Burroughs' story, set in the 70s, traverses a harrowing and jolting road; Joseph Cross (Strangers with Candy, Flags of Our Fathers) plays him in the film to a sweet and unsentimental perfection. Cross' young, slightly pinched face registers all Burroughs' stupefaction at such things as the Finch house - a bright pink, two-story with columns and compulsively arranged junk in the front yard and a kitchen the counters of which have not been cleared for at least 35 years. Dr. Finch gathers all of his "family" - the kids appear to be rejects from the psych ward and not his biological children - around the toilet to wax profound about how the upturned end of his feces portends a change in their fortune; at this Cross not only looks shocked and disgusted. Cross seems to understand that for Burroughs, all of this insanity was above all else a profound disappointment and he plays to that very human - and sane - reaction beautifully.
But for Annette Bening (American Beauty, Bugsy, the woman who has managed to stay with Warren Beatty all these years), Deirdre Burroughs would have been reduced to pure evil. Bening's Golden Globe nominated performance animates Deirdre honestly and compassionately. Bening is beautiful here - she understands that it is too simple, in fact too wrongheadedly easy, to vilify Deirdre. The woman was unwell to begin with, a condition only exacerbated by Dr. Finch’s unstudied dispensation of narcotics. Deirdre is a woman with vivid dreams of being a famous poet, and while these dreams even in her saner years verged on delusion, one cannot be thought crazy for wanting something so much they could almost taste it. This is not a crime. Bening gives Deirdre’s deep desires justification, explaining Deirdre to us in ways we surely would never have understood on our own. I understand that the disappointments of Deirdre's life were concussive, constant shocks to her system from which she was never able to regain her balance. And even as Bening doesn't let us off the hook in making us understand Deirdre, neither does she let Deirdre off the hook - all of that pain and disappointment catches up with Deirdre at the end of the movie. Bening's performance is not only Golden-Globe-worthy; it is also Academy-worthy, although she has been completely overlooked there. If I had to, I would recommend Running with Scissors for Annette Bening's work alone.
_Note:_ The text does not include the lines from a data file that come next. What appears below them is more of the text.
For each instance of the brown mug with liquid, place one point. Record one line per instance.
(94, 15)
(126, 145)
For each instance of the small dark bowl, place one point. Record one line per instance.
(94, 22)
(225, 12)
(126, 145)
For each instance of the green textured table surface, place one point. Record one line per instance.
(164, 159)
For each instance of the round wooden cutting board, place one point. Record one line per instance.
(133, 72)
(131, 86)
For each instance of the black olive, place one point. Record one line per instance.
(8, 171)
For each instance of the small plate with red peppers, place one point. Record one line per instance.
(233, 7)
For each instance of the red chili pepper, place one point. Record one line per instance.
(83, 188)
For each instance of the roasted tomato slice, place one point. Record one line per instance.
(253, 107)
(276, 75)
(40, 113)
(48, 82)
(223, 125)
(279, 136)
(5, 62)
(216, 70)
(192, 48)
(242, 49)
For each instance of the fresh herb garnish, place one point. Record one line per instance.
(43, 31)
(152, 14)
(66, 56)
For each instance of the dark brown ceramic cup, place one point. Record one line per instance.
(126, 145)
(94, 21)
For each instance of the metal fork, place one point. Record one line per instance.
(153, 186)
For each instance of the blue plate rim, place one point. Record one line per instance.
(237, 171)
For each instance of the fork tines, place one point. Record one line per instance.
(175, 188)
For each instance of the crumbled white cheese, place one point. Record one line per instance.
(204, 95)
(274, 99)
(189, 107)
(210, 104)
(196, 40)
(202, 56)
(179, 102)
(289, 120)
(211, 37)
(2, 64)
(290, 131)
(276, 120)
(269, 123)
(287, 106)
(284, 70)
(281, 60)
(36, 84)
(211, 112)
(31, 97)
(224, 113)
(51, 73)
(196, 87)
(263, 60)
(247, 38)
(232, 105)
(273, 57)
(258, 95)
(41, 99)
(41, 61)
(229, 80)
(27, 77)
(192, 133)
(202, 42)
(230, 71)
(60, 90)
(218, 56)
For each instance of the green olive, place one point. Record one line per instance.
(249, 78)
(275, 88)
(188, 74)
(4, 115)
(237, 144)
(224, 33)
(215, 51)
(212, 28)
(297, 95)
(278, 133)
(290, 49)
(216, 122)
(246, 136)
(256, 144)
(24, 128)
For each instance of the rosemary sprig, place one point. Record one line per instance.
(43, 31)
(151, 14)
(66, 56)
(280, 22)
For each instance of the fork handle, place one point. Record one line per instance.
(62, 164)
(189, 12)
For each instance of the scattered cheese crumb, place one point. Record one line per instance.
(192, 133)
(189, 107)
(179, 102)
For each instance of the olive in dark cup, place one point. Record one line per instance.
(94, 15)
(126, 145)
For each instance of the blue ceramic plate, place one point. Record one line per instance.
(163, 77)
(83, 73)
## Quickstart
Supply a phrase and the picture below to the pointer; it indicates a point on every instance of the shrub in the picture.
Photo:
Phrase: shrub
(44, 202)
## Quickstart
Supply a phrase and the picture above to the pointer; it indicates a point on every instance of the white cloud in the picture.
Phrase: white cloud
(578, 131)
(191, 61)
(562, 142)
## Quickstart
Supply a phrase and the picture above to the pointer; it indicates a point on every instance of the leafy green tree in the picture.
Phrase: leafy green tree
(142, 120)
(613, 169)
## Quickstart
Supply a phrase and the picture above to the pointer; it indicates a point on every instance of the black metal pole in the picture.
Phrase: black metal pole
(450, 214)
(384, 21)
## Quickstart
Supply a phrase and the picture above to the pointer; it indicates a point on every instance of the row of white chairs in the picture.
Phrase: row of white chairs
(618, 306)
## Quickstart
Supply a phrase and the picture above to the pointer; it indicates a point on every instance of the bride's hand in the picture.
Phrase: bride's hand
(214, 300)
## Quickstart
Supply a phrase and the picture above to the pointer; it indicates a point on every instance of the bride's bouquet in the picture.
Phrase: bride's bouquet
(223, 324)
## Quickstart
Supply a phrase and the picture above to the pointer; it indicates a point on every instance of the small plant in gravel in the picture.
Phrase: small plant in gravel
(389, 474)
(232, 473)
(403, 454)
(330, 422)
But I don’t have to. Running with Scissors has a great deal to recommend it. Jill Clayburgh's Agnes Finch is full of pathos, and Evan Rachel Wood (Practical Magic, Thirteen) delivers a solid performance as the mildly rebellious Natalie Finch. Joseph Fiennes is his usual, reliably intense self as the 35-year old gay, crazy Neil Bookman. I imagine Ian McKellan as a better Dr. Finch, but Brian Fox with his quirky elegance does a fine job selling this frustrating yet sympathetic character. Running with Scissors is a funny, heartbreaking, and eminently hopeful tale of one young man's victory over the most unusual and obstreperous circumstances. And while the film has its weak spots - Alec Baldwin (The Departed, The Good Shepherd), never an award-winning actor, turns in an adequate if uninspired and somewhat confusing portrait of Burroughs' father; Gwyneth Paltrow (Shakespeare in Love) stabs feebly at playing a cat-killing crazy girl - these are all but eclipsed by Bening and Cross' vibrant performances, Ryan Murphy's sensitive direction and design, and by Augusten Burroughs' astounding triumph over his childhood. If he hadn’t said it was his life, I wouldn’t have believed it.